As Vodafone Idea nears insolvency, should the government intervene? How much of the company’s debt, monthly business losses, and loss of high-paying clients can an emergency bailout save it from?
The loss of Vodafone Idea will hit the exchequer the most, given the pitiful revenues from Anil Ambani’s Reliance Communications and Aircel’s demise. The company owes the government 96,300 crores for deferred spectrum, 61,000 crores for AGR (after SC verdict), and 23,100 crores for total borrowings/loans. Adding in the potential interest loss, the total government payment shortfall might reach Rs 2 lakh crore.
If the government does issue another stimulus package, it will be the third since 2017. Mukesh Ambani‘s aggressive entry into the mobile market in September 2016 slashed data pricing and made voice free for users. The incumbents Bharti Airtel, Vodafone India, and Idea Cellular (the last two merged in 2018) were hit hard since Jio had rendered voice free.
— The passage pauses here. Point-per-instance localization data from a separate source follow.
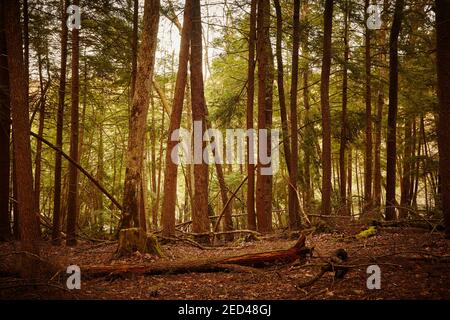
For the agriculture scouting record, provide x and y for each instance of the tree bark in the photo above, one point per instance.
(170, 174)
(368, 156)
(344, 131)
(325, 104)
(200, 217)
(294, 205)
(138, 117)
(392, 114)
(73, 197)
(265, 90)
(28, 229)
(5, 135)
(251, 215)
(443, 71)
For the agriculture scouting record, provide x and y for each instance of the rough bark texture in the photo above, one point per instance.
(200, 217)
(280, 84)
(294, 205)
(73, 199)
(251, 215)
(56, 228)
(28, 228)
(138, 116)
(325, 104)
(170, 174)
(392, 114)
(5, 135)
(443, 71)
(344, 131)
(368, 156)
(265, 90)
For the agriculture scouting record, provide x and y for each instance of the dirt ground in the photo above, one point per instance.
(414, 265)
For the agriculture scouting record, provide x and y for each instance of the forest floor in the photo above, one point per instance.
(414, 263)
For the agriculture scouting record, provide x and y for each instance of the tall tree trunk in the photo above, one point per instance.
(37, 161)
(307, 142)
(56, 227)
(379, 120)
(392, 114)
(265, 90)
(280, 82)
(5, 135)
(443, 71)
(405, 199)
(368, 100)
(138, 116)
(344, 130)
(325, 104)
(294, 205)
(170, 176)
(200, 217)
(251, 215)
(73, 197)
(28, 228)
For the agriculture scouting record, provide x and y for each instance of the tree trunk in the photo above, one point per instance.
(138, 117)
(73, 197)
(392, 114)
(200, 218)
(344, 131)
(294, 206)
(443, 71)
(251, 215)
(265, 90)
(56, 228)
(28, 228)
(325, 104)
(281, 95)
(368, 100)
(170, 174)
(5, 136)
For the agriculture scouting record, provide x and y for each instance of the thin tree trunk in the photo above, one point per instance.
(57, 218)
(73, 197)
(344, 130)
(443, 70)
(368, 141)
(170, 174)
(200, 217)
(280, 81)
(325, 104)
(265, 90)
(5, 136)
(251, 215)
(392, 115)
(294, 205)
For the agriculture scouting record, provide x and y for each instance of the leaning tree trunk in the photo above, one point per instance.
(138, 116)
(392, 114)
(251, 215)
(443, 70)
(200, 217)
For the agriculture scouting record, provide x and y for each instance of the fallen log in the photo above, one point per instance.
(253, 260)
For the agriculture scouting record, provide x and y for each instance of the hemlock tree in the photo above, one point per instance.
(138, 117)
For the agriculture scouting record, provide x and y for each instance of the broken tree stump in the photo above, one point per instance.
(255, 260)
(136, 239)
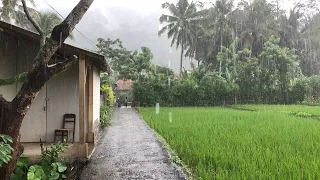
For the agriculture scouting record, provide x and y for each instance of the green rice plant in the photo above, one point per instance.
(223, 143)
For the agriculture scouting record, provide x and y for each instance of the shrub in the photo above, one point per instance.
(49, 169)
(109, 93)
(105, 115)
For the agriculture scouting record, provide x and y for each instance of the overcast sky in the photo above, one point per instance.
(141, 5)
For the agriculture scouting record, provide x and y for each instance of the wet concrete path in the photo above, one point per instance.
(128, 149)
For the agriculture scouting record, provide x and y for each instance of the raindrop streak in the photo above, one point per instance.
(60, 40)
(157, 108)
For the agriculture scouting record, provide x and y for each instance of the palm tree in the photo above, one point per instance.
(259, 24)
(11, 9)
(47, 21)
(180, 24)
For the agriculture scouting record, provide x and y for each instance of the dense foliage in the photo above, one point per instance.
(5, 149)
(106, 109)
(50, 167)
(272, 77)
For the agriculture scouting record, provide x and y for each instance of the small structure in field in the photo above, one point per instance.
(123, 90)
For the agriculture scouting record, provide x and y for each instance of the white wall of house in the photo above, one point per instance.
(96, 101)
(59, 96)
(63, 98)
(7, 49)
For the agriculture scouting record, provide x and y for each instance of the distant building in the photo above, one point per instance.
(75, 91)
(124, 89)
(124, 85)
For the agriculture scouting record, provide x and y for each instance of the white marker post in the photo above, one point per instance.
(157, 108)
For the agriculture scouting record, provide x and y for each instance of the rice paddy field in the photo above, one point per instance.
(225, 143)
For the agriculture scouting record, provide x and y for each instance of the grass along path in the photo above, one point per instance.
(224, 143)
(314, 110)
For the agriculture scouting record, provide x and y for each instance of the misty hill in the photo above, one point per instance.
(135, 29)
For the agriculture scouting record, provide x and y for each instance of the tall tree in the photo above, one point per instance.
(259, 24)
(12, 10)
(179, 24)
(47, 21)
(12, 113)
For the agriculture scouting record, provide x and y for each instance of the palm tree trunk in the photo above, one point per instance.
(181, 58)
(220, 65)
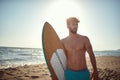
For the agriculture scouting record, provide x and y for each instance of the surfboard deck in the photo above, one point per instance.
(53, 52)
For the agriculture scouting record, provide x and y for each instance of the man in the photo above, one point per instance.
(75, 47)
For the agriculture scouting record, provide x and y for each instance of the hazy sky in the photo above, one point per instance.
(21, 21)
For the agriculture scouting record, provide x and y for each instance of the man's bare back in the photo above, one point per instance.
(75, 50)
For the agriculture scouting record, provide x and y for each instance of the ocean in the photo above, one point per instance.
(15, 56)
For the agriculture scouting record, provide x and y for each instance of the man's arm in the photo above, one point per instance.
(92, 58)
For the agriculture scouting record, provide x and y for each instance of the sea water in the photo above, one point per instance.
(11, 57)
(15, 56)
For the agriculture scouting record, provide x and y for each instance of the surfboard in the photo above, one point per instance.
(53, 52)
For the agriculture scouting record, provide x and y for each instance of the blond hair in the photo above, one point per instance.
(72, 19)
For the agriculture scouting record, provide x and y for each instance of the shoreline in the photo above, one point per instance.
(108, 69)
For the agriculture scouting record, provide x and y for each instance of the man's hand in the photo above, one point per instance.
(95, 75)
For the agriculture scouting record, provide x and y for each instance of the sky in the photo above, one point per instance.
(21, 21)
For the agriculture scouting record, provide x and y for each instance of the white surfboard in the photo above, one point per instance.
(53, 52)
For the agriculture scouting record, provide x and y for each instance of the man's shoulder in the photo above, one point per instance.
(64, 39)
(84, 37)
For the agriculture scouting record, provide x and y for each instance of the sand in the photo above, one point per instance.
(108, 69)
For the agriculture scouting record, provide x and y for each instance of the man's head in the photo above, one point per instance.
(72, 24)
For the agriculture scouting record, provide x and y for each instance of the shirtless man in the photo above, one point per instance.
(75, 47)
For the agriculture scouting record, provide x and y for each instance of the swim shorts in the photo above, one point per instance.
(77, 75)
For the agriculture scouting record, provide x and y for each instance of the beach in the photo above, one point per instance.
(108, 69)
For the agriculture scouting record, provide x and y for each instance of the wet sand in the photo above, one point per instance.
(108, 69)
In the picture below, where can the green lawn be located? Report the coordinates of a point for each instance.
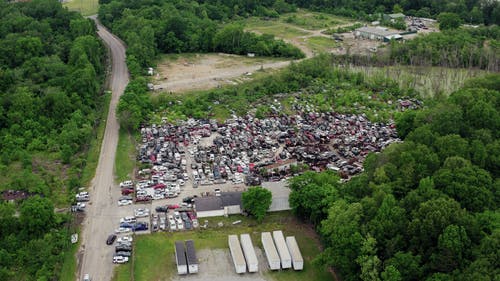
(154, 256)
(321, 44)
(85, 7)
(273, 27)
(313, 20)
(125, 156)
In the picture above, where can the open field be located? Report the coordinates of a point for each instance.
(154, 255)
(85, 7)
(427, 81)
(181, 73)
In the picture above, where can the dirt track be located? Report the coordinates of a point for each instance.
(102, 213)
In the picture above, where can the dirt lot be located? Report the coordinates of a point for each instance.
(205, 71)
(217, 265)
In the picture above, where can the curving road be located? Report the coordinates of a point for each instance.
(94, 257)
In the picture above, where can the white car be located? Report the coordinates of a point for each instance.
(126, 184)
(128, 219)
(122, 230)
(158, 196)
(125, 239)
(141, 212)
(124, 202)
(120, 259)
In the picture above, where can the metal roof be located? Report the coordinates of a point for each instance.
(191, 252)
(180, 255)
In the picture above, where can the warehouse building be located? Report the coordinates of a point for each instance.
(180, 258)
(192, 261)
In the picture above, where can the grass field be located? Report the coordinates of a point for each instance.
(320, 44)
(313, 20)
(85, 7)
(125, 156)
(153, 254)
(273, 27)
(427, 81)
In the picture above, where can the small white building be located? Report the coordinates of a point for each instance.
(293, 247)
(180, 258)
(192, 261)
(249, 252)
(279, 240)
(272, 256)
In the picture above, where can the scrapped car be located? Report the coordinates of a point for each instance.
(120, 259)
(111, 239)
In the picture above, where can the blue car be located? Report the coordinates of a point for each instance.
(140, 226)
(126, 225)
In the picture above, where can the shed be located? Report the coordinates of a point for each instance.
(191, 257)
(271, 254)
(227, 203)
(293, 247)
(237, 254)
(180, 257)
(249, 252)
(279, 240)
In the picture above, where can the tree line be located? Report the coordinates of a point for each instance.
(456, 48)
(423, 209)
(168, 26)
(470, 11)
(51, 68)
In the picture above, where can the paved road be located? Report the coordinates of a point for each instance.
(103, 213)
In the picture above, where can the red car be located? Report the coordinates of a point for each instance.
(127, 191)
(159, 186)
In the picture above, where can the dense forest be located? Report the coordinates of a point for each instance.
(170, 26)
(456, 48)
(424, 209)
(470, 11)
(51, 68)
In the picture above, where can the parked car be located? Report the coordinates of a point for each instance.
(123, 248)
(140, 226)
(120, 259)
(124, 202)
(126, 224)
(111, 239)
(122, 230)
(127, 191)
(127, 184)
(125, 239)
(161, 209)
(128, 219)
(124, 243)
(123, 254)
(141, 212)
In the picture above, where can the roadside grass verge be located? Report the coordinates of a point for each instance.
(95, 145)
(321, 44)
(85, 7)
(154, 255)
(313, 20)
(125, 156)
(273, 27)
(69, 265)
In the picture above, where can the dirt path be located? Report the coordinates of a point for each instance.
(101, 218)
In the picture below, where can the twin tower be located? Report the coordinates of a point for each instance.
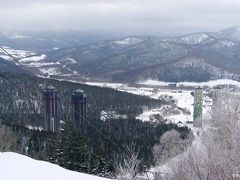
(78, 100)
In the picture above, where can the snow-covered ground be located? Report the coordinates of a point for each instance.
(182, 111)
(193, 84)
(15, 166)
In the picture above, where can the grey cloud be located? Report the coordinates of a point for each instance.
(130, 16)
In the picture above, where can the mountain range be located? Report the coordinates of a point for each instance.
(191, 57)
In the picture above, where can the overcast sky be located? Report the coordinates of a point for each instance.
(126, 16)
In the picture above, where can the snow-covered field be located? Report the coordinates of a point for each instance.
(16, 53)
(183, 101)
(193, 84)
(15, 166)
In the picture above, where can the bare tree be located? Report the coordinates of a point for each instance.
(128, 166)
(171, 144)
(8, 141)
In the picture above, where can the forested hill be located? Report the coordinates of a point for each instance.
(21, 100)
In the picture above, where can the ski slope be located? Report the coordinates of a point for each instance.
(15, 166)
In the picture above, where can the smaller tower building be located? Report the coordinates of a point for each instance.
(198, 107)
(79, 110)
(50, 106)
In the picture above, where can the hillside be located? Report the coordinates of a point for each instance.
(29, 169)
(23, 100)
(211, 55)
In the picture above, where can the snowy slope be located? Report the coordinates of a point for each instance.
(15, 166)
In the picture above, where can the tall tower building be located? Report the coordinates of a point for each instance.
(50, 103)
(79, 110)
(198, 106)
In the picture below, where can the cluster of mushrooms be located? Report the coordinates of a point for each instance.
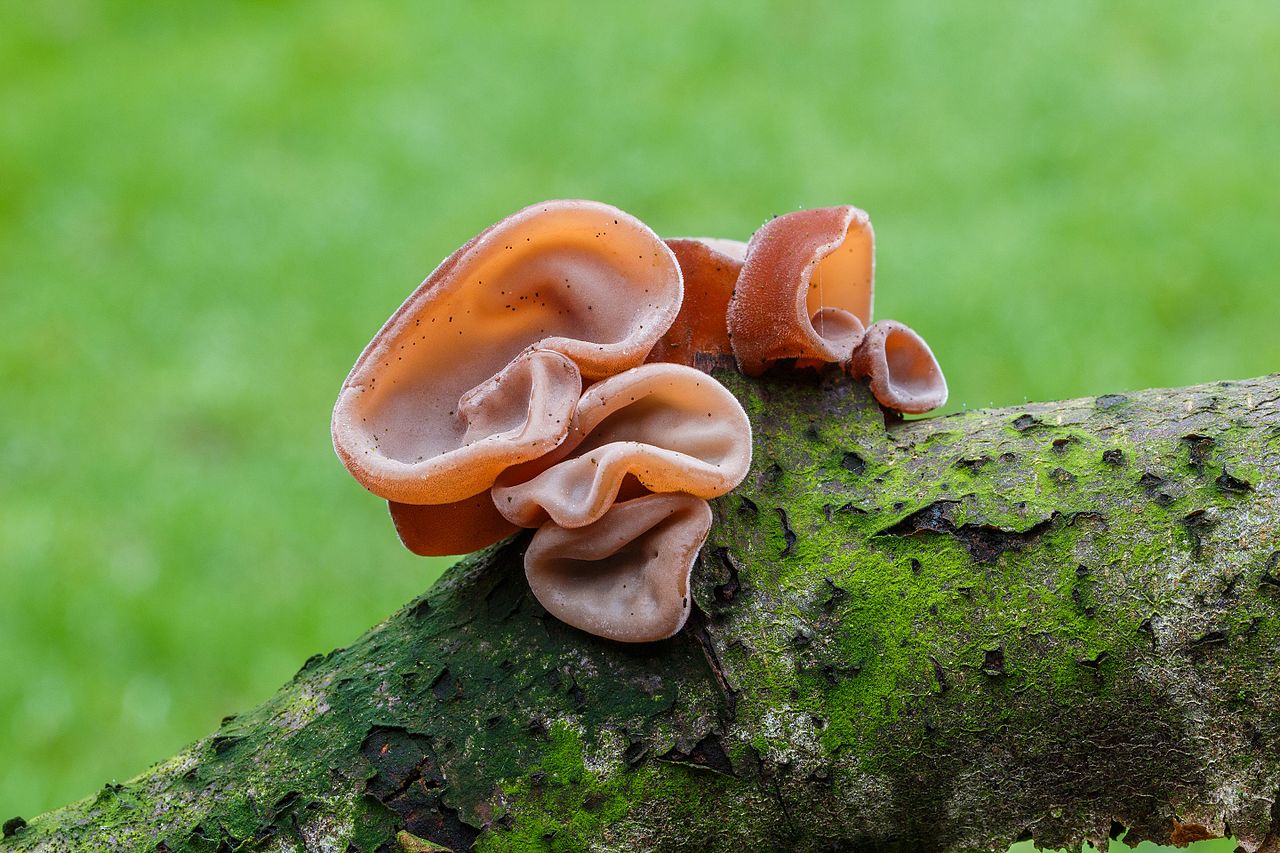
(544, 377)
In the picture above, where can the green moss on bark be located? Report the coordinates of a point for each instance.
(947, 633)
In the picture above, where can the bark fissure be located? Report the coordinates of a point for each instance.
(1057, 621)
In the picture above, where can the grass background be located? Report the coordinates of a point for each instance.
(206, 209)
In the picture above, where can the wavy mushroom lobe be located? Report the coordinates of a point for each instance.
(575, 278)
(520, 414)
(903, 370)
(626, 575)
(444, 529)
(805, 288)
(711, 268)
(663, 427)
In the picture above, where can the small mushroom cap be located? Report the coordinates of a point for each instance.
(626, 575)
(444, 529)
(711, 268)
(805, 288)
(668, 427)
(517, 415)
(577, 278)
(904, 374)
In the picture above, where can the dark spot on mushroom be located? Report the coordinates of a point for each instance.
(1110, 401)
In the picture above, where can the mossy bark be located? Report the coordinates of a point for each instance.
(1050, 621)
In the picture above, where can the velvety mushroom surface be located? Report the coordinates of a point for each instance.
(443, 529)
(576, 279)
(626, 575)
(545, 375)
(668, 427)
(805, 288)
(903, 372)
(711, 268)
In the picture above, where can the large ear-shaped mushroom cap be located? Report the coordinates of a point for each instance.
(444, 529)
(904, 374)
(805, 288)
(668, 427)
(575, 278)
(433, 456)
(625, 576)
(711, 268)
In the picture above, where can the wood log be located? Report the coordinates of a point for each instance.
(1056, 621)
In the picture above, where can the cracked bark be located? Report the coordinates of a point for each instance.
(1056, 621)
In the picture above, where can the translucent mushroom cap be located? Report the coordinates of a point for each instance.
(805, 288)
(626, 575)
(476, 369)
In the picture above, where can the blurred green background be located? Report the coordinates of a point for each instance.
(206, 209)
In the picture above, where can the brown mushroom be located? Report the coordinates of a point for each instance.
(626, 575)
(904, 374)
(517, 415)
(442, 529)
(805, 288)
(668, 427)
(711, 268)
(553, 290)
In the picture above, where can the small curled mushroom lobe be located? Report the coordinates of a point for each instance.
(805, 288)
(624, 576)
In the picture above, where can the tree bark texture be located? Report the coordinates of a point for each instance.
(1055, 621)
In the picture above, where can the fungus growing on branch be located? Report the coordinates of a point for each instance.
(432, 410)
(667, 427)
(626, 575)
(547, 375)
(711, 268)
(805, 290)
(904, 374)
Whereas Jio identified a financial justification for increasing data and content consumption, others’ business models still focused on squeezing consumers for voice and data, oblivious to the greater shift towards data, streaming, and OTT services. Sunil Mittal could steer his company out of trouble, but Vodafone Idea (controlled by the Aditya Birla group and the seasoned Vodafone) couldn’t. The corporation slid rapidly.
The telecom department’s incompetent handling is as much to blame as Vodafone Idea’s terrible business strategy. The established companies should have looked for any predatory activities after a deep-pocketed challenger entered. Poor administration of state-owned BSNL and MTNL reflects the government’s inept policies.
After the merger, Vodafone Idea went from being India’s largest telecom provider with nearly 40 million users to the third largest with 26.8 million. If it declares bankruptcy, customers will rush to Jio, Airtel, or BSNL/MTNL. However, the sudden infusion of so many consumers will undoubtedly strain the already strained spectrum base, lowering service quality.
Less competition means corporations can hike tariffs again with ease. Indians utilise the most data, around 14GB per month, foreshadowing a near-digital revolution. Raise the price of data to halt the up. Massive markets like the US, China, and Korea require multiple competitors to maintain a healthy competitive environment and handle large user bases and costly technology updates.